International Women’s Day: how to inspire inclusion

It’s International Women’s Day! Let’s take this opportunity to celebrate the wonderful women in our lives, and remind ourselves of the positive changes we can make to create a gender-equal world. This year’s theme is ‘Inspire Inclusion’, which is centred around making sure women are being given the same opportunities as men to be present, have a voice and be treated equally. In this blog, we discuss how we can all help to inspire inclusion in the workplace. 

1.Diversity = better care 

Research from Forbes has shown that diverse workforces make better business decisions in 87% of cases. Plus, social workers should reflect the communities and societies that they are working alongside and supporting – so diversity is crucial to ensuring everyone is represented. 

2. Include women in leadership roles 

While the social care sector is mainly populated by women, we still need to push for these women to be included in senior level roles. If women at your organisation are not being given a voice to make important changes, then something needs to change. 

3. Challenge bias 

Did you know that 73% of women still experience bias at work? Unfortunately, fewer than one-third of employees can recognise bias when it occurs. So, how can we change this? Well, if you’re in a managerial position, it is your job to actively acknowledge and confront bias in the workplace. If you’re someone who is experiencing bias in the workplace, make sure to report it – don’t suffer in silence. Check out this article on recognising bias for further insight. 
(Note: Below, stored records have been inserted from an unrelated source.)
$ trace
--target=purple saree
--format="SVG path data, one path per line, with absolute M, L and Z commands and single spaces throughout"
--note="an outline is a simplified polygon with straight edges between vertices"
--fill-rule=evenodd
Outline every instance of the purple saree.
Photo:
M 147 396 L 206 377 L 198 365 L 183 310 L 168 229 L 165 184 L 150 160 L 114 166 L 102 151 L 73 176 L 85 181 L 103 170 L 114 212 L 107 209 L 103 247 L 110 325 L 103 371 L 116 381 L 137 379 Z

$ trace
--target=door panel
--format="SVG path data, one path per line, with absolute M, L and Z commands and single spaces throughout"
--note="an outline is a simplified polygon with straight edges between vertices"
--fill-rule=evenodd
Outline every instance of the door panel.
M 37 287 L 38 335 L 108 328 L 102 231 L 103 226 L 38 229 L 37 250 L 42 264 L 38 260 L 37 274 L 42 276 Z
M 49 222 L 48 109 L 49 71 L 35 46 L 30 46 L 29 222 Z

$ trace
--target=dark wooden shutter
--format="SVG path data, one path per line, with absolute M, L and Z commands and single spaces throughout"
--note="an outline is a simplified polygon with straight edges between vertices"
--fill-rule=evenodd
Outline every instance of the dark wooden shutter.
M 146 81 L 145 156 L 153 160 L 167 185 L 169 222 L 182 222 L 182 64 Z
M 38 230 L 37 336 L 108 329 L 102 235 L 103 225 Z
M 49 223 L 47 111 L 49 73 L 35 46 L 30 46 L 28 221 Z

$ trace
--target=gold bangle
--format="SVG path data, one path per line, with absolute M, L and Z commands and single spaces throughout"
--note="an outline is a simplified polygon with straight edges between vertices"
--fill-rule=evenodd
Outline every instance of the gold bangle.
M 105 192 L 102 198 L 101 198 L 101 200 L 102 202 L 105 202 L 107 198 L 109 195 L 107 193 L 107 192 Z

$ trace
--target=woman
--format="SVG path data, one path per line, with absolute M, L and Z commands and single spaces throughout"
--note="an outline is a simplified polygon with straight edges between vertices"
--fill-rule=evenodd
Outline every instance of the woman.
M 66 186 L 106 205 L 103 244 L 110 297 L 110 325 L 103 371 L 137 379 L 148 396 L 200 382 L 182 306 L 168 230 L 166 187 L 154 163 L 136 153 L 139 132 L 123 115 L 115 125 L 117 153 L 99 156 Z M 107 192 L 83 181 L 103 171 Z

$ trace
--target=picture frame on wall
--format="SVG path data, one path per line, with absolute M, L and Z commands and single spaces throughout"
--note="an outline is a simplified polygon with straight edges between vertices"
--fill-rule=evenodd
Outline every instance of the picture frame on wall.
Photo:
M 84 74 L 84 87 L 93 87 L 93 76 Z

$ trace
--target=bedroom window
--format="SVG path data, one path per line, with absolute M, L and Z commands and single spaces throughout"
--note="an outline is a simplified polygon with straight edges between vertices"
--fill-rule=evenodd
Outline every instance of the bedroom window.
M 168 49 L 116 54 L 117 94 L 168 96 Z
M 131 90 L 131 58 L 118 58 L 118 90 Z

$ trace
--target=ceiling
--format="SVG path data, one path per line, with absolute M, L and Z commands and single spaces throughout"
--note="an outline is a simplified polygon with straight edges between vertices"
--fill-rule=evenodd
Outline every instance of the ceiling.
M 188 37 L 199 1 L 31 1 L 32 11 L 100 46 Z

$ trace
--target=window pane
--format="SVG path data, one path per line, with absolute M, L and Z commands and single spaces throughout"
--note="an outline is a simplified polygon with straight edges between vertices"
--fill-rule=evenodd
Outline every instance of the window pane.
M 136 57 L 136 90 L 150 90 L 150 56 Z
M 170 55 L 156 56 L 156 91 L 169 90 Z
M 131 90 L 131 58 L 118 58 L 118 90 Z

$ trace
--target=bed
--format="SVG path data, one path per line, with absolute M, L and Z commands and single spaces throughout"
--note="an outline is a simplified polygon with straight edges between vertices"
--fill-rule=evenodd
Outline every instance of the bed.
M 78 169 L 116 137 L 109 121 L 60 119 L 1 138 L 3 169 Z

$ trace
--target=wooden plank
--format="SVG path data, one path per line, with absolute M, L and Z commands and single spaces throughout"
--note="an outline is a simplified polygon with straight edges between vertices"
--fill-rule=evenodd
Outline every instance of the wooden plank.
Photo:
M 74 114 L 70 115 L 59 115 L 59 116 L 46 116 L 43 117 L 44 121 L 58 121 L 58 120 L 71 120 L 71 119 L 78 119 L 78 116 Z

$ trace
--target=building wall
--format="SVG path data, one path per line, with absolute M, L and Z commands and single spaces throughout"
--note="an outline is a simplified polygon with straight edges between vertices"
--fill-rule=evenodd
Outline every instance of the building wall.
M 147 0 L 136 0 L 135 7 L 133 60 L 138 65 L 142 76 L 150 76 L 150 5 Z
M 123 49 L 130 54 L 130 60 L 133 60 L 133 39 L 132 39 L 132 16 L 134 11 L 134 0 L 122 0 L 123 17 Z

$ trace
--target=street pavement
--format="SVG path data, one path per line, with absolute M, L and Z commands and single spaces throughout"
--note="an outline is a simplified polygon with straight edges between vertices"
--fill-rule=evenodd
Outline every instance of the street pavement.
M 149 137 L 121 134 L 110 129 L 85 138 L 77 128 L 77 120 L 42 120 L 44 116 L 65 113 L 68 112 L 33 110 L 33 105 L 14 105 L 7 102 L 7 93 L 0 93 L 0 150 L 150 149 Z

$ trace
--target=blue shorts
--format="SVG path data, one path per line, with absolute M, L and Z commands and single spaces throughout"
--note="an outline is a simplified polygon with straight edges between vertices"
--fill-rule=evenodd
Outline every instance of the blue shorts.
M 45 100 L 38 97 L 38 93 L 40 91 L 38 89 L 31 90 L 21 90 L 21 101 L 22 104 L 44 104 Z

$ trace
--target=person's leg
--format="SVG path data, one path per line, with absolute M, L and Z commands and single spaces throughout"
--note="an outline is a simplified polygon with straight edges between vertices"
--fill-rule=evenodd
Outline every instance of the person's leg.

4. Don’t underestimate the power of flexible working 

Since the pandemic, most employers have recognised the benefits of flexible working arrangements – but how does this inspire inclusion? Research has shown that women still carry out a disproportionate amount of childcare and domestic chores, compared to men. The option to work flexibility means that more women can stay in their profession after having a baby. Furthermore, women face less microaggression when working remotely and have more physiological safety than they would in a face-to-face setting. Find a flexible working model that meets everyone’s needs, measure outcomes and adjust accordingly.  

5. Provide support

Initiatives such as coaching, one-to-ones and peer mentoring are all great ways to help support women in the workplace. Whether it be advice on career progression or regular check-ins about more day-to-day issues, having a support system in place is paramount to helping inspire inclusion and encouraging women to succeed. 

Let’s come together and make a conscious effort to include women in every aspect of social work this International Women’s Day and beyond.